A Shared House received international critical acclaim. It was titled "The Best Web Series of 2015" by critics and was given a 9/10 rating by The Au/Review.
Both Woodward and Lundberg were praised in the industry for what they were able to accomplish within the strict budget limitations.

A Shared House saw a healthy viewership on YouTube. Season One struggled on its first weekend online as it went live on the same day as the November 2015 Paris Attacks.

Despite this, the show had strong growth and the producers released an additional version with Chinese-Mandarin subtitles in January 2016.

===Awards and nominations===

Best Web Series - Toronto Independent Film Awards, Best Web/TV Series - Chicago Amarcord TV Fest, Best International Web Series - NYC Web Fest, Best Ensemble Cast - NYC Web Fest
Best Dramedy - NYC Web Fest, Best International Web Series - NYC Web Fest, Best International Dramedy Series- Miami Web Fest, Best International Comedy Series - Miami Web Fest,
Joshua Lundberg, Outstanding Writer, Comedy - Los Angeles Web Series Festival
Georgia Woodward, Outstanding Actress, Comedy - Los Angeles Web Series Festival
David Halgren, Outstanding Actor, Comedy - Los Angeles Web Series Festival
Nick Dale, Outstanding Supporting Actor, Comedy - Los Angeles Web Series Festival

A Shared House started its festival run with an Official Selection at the Los Angeles Web Festival at Warner Brothers Studios in California.

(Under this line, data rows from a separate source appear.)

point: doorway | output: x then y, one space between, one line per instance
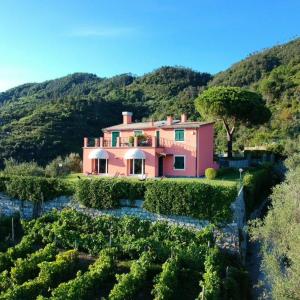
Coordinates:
161 166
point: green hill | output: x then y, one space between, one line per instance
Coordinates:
275 73
42 120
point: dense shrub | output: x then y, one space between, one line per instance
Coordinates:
105 193
64 166
256 186
167 280
13 167
212 280
27 268
210 173
191 198
6 230
50 275
129 284
34 188
85 285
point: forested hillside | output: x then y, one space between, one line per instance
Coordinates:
42 120
275 73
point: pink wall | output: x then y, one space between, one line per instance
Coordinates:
117 163
196 160
205 149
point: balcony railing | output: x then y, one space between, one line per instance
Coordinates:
128 142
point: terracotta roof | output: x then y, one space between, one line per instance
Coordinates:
157 124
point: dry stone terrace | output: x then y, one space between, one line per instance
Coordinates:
226 237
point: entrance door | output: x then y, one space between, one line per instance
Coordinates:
157 138
114 136
161 166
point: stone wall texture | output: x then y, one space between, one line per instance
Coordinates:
227 237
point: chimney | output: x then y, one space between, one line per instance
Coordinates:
127 117
183 118
169 120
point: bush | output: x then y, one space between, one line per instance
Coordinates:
13 167
129 284
35 188
64 166
191 198
85 285
105 193
256 186
212 279
167 280
210 173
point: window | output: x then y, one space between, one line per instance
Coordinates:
137 166
138 132
102 166
179 162
179 135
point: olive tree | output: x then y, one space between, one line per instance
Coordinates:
233 106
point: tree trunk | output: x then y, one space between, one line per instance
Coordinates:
229 145
229 133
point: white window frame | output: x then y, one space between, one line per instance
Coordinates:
133 165
138 131
175 135
184 161
111 137
106 169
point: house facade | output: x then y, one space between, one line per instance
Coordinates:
174 148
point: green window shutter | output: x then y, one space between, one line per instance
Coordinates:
179 135
138 132
179 163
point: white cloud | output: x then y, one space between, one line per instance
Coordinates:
102 32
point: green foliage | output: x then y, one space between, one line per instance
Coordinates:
275 73
232 104
191 198
279 234
257 184
27 268
12 167
44 120
106 192
35 188
129 284
60 167
212 280
50 275
167 281
87 284
210 173
6 230
140 244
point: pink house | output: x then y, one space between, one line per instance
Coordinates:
163 148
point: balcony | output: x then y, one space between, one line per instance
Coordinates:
120 142
134 142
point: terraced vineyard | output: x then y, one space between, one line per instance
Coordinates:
69 255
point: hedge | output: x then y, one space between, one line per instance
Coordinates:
105 193
34 188
206 201
256 186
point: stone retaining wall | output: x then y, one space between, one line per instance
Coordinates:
227 237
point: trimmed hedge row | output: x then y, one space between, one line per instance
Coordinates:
207 201
210 201
256 186
34 188
105 193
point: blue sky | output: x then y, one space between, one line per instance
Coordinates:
45 39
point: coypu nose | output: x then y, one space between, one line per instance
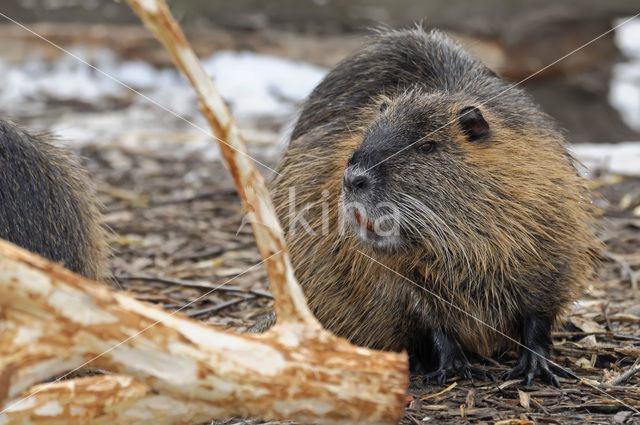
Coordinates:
355 181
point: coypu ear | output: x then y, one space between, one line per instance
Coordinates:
473 123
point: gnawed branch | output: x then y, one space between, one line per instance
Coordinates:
52 321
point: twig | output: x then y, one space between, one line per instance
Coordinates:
218 307
197 284
635 368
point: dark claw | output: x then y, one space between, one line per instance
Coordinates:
561 371
532 366
467 371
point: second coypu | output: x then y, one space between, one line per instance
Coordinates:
45 203
466 227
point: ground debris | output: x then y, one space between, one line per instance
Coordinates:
180 235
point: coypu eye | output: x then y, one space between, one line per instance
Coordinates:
427 147
473 124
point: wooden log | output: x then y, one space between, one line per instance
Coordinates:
54 321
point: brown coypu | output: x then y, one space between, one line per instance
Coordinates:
431 207
45 203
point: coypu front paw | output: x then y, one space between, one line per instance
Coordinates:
534 356
534 365
442 350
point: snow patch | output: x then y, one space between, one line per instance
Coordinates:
624 94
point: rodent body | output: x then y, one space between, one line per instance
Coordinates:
489 223
46 205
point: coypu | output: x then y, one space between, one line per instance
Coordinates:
45 203
430 206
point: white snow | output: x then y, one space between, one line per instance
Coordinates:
260 85
624 92
261 90
620 158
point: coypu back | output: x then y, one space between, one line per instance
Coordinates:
46 205
508 231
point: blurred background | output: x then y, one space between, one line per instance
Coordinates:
88 72
267 56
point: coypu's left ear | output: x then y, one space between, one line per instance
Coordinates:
473 123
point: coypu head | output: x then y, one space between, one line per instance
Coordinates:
402 182
459 181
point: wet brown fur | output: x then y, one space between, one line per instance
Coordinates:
46 204
523 236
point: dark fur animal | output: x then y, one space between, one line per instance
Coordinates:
488 222
45 203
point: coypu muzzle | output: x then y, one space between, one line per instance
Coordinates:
365 212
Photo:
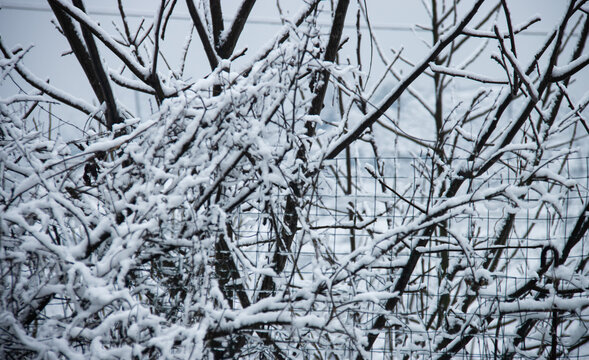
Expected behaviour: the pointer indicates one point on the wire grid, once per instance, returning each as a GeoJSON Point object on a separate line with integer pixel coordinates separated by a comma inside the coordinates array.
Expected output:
{"type": "Point", "coordinates": [352, 206]}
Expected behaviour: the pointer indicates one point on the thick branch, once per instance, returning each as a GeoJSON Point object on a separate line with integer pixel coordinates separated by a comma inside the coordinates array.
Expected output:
{"type": "Point", "coordinates": [371, 118]}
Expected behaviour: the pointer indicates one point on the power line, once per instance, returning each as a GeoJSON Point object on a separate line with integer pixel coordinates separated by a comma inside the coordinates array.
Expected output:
{"type": "Point", "coordinates": [13, 5]}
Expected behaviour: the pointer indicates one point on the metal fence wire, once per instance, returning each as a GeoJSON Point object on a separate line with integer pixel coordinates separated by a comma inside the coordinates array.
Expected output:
{"type": "Point", "coordinates": [488, 275]}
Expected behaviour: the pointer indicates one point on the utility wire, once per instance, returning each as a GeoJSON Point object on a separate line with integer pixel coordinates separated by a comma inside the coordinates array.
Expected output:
{"type": "Point", "coordinates": [14, 5]}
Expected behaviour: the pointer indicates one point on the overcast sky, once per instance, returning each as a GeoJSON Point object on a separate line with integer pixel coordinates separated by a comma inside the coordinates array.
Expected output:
{"type": "Point", "coordinates": [27, 22]}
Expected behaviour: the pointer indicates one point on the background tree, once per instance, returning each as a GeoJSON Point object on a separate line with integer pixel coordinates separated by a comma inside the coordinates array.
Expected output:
{"type": "Point", "coordinates": [209, 227]}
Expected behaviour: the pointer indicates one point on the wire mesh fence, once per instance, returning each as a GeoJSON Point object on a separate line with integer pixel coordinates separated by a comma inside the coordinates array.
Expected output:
{"type": "Point", "coordinates": [489, 274]}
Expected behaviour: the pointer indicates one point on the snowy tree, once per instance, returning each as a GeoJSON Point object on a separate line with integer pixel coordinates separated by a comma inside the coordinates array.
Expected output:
{"type": "Point", "coordinates": [226, 222]}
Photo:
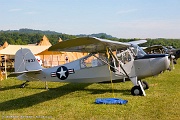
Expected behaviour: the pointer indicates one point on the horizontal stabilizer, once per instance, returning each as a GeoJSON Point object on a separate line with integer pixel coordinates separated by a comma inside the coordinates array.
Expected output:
{"type": "Point", "coordinates": [87, 44]}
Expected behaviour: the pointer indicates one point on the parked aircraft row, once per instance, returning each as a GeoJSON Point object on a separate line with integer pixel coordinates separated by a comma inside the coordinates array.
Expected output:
{"type": "Point", "coordinates": [106, 60]}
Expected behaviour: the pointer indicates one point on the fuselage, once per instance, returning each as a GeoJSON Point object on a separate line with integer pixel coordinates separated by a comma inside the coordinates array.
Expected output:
{"type": "Point", "coordinates": [76, 72]}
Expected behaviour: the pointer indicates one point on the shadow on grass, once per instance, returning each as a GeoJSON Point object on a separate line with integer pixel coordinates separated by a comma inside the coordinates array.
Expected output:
{"type": "Point", "coordinates": [34, 99]}
{"type": "Point", "coordinates": [52, 93]}
{"type": "Point", "coordinates": [9, 87]}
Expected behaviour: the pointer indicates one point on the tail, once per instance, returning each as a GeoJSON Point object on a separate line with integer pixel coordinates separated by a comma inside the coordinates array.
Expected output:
{"type": "Point", "coordinates": [25, 61]}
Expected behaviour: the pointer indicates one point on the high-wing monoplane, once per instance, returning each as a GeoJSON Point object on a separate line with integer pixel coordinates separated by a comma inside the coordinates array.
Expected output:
{"type": "Point", "coordinates": [107, 60]}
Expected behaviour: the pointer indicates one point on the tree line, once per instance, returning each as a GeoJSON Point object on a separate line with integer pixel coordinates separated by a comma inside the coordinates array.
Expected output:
{"type": "Point", "coordinates": [28, 36]}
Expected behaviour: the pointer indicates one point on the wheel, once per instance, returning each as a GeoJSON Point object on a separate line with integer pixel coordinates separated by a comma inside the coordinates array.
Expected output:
{"type": "Point", "coordinates": [145, 85]}
{"type": "Point", "coordinates": [136, 90]}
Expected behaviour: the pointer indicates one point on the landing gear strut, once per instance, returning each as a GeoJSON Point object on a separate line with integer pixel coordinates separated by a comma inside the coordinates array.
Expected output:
{"type": "Point", "coordinates": [136, 90]}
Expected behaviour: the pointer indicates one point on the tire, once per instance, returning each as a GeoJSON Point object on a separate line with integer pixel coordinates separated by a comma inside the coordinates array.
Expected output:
{"type": "Point", "coordinates": [136, 90]}
{"type": "Point", "coordinates": [145, 85]}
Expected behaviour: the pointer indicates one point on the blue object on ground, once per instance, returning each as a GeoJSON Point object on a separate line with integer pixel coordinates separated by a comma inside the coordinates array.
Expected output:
{"type": "Point", "coordinates": [110, 101]}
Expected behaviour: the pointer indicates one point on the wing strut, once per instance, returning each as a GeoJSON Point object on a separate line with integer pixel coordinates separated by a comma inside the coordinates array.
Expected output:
{"type": "Point", "coordinates": [118, 62]}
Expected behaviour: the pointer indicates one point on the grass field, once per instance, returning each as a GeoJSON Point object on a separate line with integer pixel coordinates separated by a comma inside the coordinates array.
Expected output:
{"type": "Point", "coordinates": [64, 101]}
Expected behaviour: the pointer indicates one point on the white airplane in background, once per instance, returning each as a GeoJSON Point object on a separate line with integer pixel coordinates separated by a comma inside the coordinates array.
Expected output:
{"type": "Point", "coordinates": [108, 60]}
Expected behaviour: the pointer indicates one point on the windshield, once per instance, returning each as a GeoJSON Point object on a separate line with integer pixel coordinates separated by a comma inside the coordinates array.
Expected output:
{"type": "Point", "coordinates": [138, 51]}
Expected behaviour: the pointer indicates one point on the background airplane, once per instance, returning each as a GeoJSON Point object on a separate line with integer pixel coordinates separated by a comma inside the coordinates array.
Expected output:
{"type": "Point", "coordinates": [108, 60]}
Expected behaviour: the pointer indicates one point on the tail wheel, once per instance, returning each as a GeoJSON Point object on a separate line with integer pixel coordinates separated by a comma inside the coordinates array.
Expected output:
{"type": "Point", "coordinates": [145, 85]}
{"type": "Point", "coordinates": [136, 90]}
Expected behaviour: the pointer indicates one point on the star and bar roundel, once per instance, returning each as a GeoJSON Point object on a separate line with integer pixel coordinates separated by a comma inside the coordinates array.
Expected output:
{"type": "Point", "coordinates": [62, 73]}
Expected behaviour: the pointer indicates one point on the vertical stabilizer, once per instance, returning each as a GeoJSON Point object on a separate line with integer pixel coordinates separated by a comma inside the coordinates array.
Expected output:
{"type": "Point", "coordinates": [26, 61]}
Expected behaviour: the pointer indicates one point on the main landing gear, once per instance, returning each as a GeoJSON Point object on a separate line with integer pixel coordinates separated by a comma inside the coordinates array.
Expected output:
{"type": "Point", "coordinates": [137, 90]}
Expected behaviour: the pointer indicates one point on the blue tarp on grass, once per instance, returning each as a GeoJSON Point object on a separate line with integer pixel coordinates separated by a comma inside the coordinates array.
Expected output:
{"type": "Point", "coordinates": [110, 101]}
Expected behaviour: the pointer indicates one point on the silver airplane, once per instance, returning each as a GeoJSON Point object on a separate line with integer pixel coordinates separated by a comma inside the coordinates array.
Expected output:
{"type": "Point", "coordinates": [107, 60]}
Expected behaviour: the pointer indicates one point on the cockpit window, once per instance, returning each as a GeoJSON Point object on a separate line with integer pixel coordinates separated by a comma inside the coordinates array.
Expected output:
{"type": "Point", "coordinates": [138, 51]}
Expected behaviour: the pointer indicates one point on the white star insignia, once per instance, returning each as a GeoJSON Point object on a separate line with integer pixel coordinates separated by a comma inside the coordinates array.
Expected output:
{"type": "Point", "coordinates": [62, 73]}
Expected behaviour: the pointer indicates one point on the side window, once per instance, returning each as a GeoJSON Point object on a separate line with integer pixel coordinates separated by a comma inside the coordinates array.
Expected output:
{"type": "Point", "coordinates": [92, 61]}
{"type": "Point", "coordinates": [124, 56]}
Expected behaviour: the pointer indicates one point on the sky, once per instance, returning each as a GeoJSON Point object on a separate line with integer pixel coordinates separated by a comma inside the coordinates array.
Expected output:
{"type": "Point", "coordinates": [119, 18]}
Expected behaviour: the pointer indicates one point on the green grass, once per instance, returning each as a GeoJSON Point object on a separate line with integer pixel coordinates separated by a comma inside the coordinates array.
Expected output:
{"type": "Point", "coordinates": [76, 101]}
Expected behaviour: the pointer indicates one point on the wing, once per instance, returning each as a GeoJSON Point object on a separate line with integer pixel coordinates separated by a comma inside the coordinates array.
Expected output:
{"type": "Point", "coordinates": [138, 42]}
{"type": "Point", "coordinates": [154, 47]}
{"type": "Point", "coordinates": [87, 44]}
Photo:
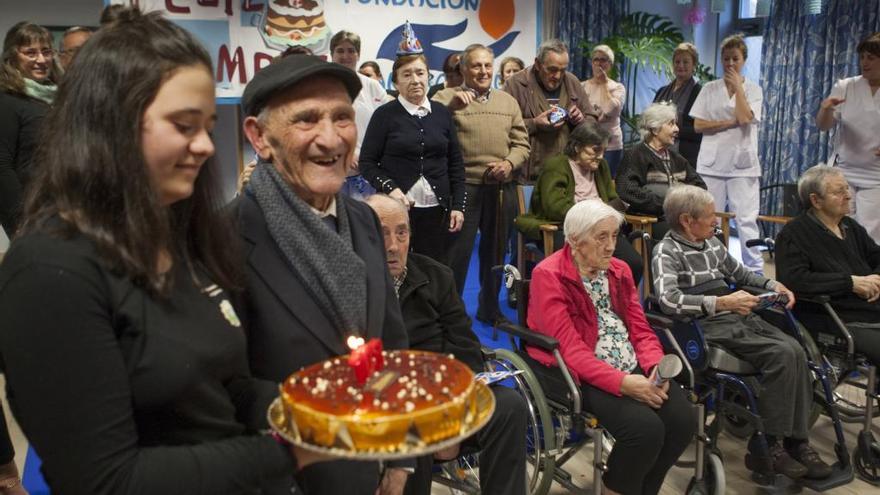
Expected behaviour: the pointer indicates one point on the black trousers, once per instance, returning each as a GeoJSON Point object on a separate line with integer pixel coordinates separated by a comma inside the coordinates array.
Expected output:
{"type": "Point", "coordinates": [489, 207]}
{"type": "Point", "coordinates": [429, 232]}
{"type": "Point", "coordinates": [647, 441]}
{"type": "Point", "coordinates": [502, 445]}
{"type": "Point", "coordinates": [343, 477]}
{"type": "Point", "coordinates": [786, 391]}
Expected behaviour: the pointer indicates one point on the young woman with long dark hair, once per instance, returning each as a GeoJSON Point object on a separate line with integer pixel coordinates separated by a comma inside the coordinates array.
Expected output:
{"type": "Point", "coordinates": [126, 364]}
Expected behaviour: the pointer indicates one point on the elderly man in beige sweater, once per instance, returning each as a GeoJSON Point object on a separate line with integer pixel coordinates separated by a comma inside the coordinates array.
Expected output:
{"type": "Point", "coordinates": [494, 142]}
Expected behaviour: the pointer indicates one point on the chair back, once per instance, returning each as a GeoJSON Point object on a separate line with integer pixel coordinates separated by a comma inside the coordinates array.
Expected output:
{"type": "Point", "coordinates": [523, 198]}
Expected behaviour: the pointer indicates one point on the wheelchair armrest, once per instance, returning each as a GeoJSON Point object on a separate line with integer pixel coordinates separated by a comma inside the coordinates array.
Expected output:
{"type": "Point", "coordinates": [530, 337]}
{"type": "Point", "coordinates": [751, 289]}
{"type": "Point", "coordinates": [814, 299]}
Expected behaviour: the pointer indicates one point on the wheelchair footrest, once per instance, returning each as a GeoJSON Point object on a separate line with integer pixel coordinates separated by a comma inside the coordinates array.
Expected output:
{"type": "Point", "coordinates": [840, 476]}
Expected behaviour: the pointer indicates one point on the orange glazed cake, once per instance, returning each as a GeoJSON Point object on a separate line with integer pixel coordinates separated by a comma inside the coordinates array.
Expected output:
{"type": "Point", "coordinates": [417, 399]}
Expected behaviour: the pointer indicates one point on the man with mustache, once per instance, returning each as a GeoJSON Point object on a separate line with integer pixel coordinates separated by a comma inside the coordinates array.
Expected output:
{"type": "Point", "coordinates": [539, 90]}
{"type": "Point", "coordinates": [315, 271]}
{"type": "Point", "coordinates": [436, 321]}
{"type": "Point", "coordinates": [494, 142]}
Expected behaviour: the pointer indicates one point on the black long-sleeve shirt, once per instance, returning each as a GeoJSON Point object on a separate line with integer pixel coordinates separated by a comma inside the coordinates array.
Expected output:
{"type": "Point", "coordinates": [644, 177]}
{"type": "Point", "coordinates": [123, 393]}
{"type": "Point", "coordinates": [399, 147]}
{"type": "Point", "coordinates": [20, 121]}
{"type": "Point", "coordinates": [811, 260]}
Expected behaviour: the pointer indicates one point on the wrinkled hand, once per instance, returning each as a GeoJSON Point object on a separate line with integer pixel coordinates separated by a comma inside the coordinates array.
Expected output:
{"type": "Point", "coordinates": [352, 167]}
{"type": "Point", "coordinates": [306, 457]}
{"type": "Point", "coordinates": [740, 302]}
{"type": "Point", "coordinates": [461, 100]}
{"type": "Point", "coordinates": [786, 292]}
{"type": "Point", "coordinates": [398, 195]}
{"type": "Point", "coordinates": [542, 121]}
{"type": "Point", "coordinates": [866, 287]}
{"type": "Point", "coordinates": [831, 102]}
{"type": "Point", "coordinates": [245, 175]}
{"type": "Point", "coordinates": [456, 220]}
{"type": "Point", "coordinates": [732, 79]}
{"type": "Point", "coordinates": [500, 171]}
{"type": "Point", "coordinates": [15, 490]}
{"type": "Point", "coordinates": [448, 454]}
{"type": "Point", "coordinates": [575, 116]}
{"type": "Point", "coordinates": [641, 389]}
{"type": "Point", "coordinates": [392, 482]}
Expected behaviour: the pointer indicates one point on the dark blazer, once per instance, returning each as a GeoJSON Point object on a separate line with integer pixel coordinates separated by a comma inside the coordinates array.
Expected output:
{"type": "Point", "coordinates": [286, 328]}
{"type": "Point", "coordinates": [689, 139]}
{"type": "Point", "coordinates": [399, 148]}
{"type": "Point", "coordinates": [435, 317]}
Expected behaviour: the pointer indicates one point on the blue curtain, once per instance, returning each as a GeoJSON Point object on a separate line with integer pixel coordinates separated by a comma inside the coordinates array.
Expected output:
{"type": "Point", "coordinates": [803, 56]}
{"type": "Point", "coordinates": [579, 21]}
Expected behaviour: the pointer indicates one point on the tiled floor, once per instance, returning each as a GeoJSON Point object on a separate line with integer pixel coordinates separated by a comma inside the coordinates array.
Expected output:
{"type": "Point", "coordinates": [738, 482]}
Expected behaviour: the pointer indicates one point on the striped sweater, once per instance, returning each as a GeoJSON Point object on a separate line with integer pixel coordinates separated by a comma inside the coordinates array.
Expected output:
{"type": "Point", "coordinates": [684, 271]}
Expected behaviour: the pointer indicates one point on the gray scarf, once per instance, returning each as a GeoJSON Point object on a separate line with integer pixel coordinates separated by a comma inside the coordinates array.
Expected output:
{"type": "Point", "coordinates": [324, 260]}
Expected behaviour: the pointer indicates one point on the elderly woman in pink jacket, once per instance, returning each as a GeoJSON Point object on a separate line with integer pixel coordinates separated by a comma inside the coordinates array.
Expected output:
{"type": "Point", "coordinates": [587, 300]}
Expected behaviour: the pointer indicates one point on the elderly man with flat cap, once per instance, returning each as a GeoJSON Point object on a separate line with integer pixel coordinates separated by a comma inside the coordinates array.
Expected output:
{"type": "Point", "coordinates": [315, 262]}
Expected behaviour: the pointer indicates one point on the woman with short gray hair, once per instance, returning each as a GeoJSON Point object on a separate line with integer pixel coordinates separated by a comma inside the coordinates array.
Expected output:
{"type": "Point", "coordinates": [585, 298]}
{"type": "Point", "coordinates": [579, 173]}
{"type": "Point", "coordinates": [653, 166]}
{"type": "Point", "coordinates": [825, 251]}
{"type": "Point", "coordinates": [682, 91]}
{"type": "Point", "coordinates": [607, 97]}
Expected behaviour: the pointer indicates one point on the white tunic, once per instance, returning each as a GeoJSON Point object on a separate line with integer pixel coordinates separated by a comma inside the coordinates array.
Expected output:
{"type": "Point", "coordinates": [732, 152]}
{"type": "Point", "coordinates": [858, 131]}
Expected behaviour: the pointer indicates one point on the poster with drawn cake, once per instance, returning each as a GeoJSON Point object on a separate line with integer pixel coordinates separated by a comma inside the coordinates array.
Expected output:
{"type": "Point", "coordinates": [243, 36]}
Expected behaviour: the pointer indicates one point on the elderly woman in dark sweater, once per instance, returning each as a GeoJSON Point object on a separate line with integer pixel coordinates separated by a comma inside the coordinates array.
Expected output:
{"type": "Point", "coordinates": [651, 167]}
{"type": "Point", "coordinates": [682, 91]}
{"type": "Point", "coordinates": [578, 174]}
{"type": "Point", "coordinates": [410, 152]}
{"type": "Point", "coordinates": [824, 251]}
{"type": "Point", "coordinates": [28, 78]}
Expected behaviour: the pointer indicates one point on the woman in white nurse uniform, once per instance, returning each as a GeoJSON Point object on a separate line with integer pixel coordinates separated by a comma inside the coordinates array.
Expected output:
{"type": "Point", "coordinates": [727, 112]}
{"type": "Point", "coordinates": [854, 104]}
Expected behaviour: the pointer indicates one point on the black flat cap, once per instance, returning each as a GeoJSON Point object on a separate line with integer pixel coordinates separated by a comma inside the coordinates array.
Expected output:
{"type": "Point", "coordinates": [289, 71]}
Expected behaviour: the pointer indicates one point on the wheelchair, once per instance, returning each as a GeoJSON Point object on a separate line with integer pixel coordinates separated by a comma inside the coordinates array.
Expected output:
{"type": "Point", "coordinates": [558, 426]}
{"type": "Point", "coordinates": [727, 385]}
{"type": "Point", "coordinates": [852, 377]}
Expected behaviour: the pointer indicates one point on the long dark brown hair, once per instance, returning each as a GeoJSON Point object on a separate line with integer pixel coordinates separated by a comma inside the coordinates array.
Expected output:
{"type": "Point", "coordinates": [92, 172]}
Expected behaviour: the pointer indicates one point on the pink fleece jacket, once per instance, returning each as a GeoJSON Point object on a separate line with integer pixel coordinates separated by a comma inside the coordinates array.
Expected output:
{"type": "Point", "coordinates": [560, 307]}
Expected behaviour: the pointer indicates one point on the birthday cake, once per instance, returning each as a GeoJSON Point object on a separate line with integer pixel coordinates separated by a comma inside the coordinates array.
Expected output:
{"type": "Point", "coordinates": [410, 400]}
{"type": "Point", "coordinates": [296, 22]}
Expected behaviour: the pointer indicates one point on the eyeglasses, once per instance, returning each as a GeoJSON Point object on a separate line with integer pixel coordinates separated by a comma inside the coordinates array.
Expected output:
{"type": "Point", "coordinates": [554, 70]}
{"type": "Point", "coordinates": [401, 235]}
{"type": "Point", "coordinates": [34, 54]}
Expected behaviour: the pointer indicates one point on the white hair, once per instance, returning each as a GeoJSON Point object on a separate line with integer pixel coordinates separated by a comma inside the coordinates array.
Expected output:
{"type": "Point", "coordinates": [684, 198]}
{"type": "Point", "coordinates": [654, 117]}
{"type": "Point", "coordinates": [583, 216]}
{"type": "Point", "coordinates": [813, 182]}
{"type": "Point", "coordinates": [605, 49]}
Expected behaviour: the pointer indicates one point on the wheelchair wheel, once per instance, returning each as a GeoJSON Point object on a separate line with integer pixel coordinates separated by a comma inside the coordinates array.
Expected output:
{"type": "Point", "coordinates": [736, 425]}
{"type": "Point", "coordinates": [850, 395]}
{"type": "Point", "coordinates": [540, 433]}
{"type": "Point", "coordinates": [714, 479]}
{"type": "Point", "coordinates": [868, 469]}
{"type": "Point", "coordinates": [461, 475]}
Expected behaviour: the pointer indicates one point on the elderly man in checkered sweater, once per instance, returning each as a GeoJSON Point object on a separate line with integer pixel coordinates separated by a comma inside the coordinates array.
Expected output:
{"type": "Point", "coordinates": [692, 269]}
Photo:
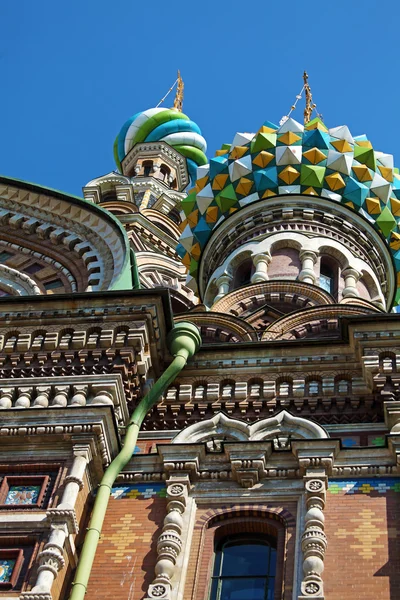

It was Nominated for four awards including Outstanding Lead Actor for David Halgren, Outstanding Lead Actress for Georgia Woodward and Outstanding Guest Actor for Nick Dale. The show was nominated for Outstanding Writing in a Comedy Series.

A Shared House won the Outstanding Writing in a Comedy Series at the festival as well as Outstanding Guest Actor for Nick Dale.